Article ID Journal Published Year Pages File Type
5073842 Geoforum 2015 4 Pages PDF
Abstract

Concepts - abstract representations of nature - are ubiquitous in scientific work. Through them scientists organize and communicate knowledge, classify landscapes and regions, and control and conserve nature. Indeed, concepts create nature, serving not just as knowledge, but as physical objects - “forests” came into existence through the practice of scientific forestry, and we speak of mobile organisms as “invasive species” because of concepts constructed by conservation biologists. And so it has also been, as the contributors to this special issue explain, with several concepts essential to ecology and environmental science: faunal regions, animal migrations, ecosystems, and rewilding. Through analysis of their complex histories - both scientific and social - these authors demonstrate how these concepts originated, and now circulate and organize knowledge and power. This essay builds on these articles: outlining essential questions, identifying general lessons, and exploring potential future work.
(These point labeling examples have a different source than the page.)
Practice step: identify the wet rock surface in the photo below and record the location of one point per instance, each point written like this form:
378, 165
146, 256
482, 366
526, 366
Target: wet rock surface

It also situates these articles in relation to work in several fields: the history and historical geography of science, environmental history, and political ecology. In doing so, it explores how scientific concepts are constructed as stable and uncontested, and how they derive from this status the capacity to circulate and to speak for nature: serving diverse institutional and social roles, imparting power to those who wield them, organizing not just nature, but humans. They therefore demand careful attention: because they reflect not merely reality, but the times and places in which they were created, and because they have consequences. From these features stem their ambiguous place in historical and geographical research, as essential tools that nevertheless require cautious and critical reflection.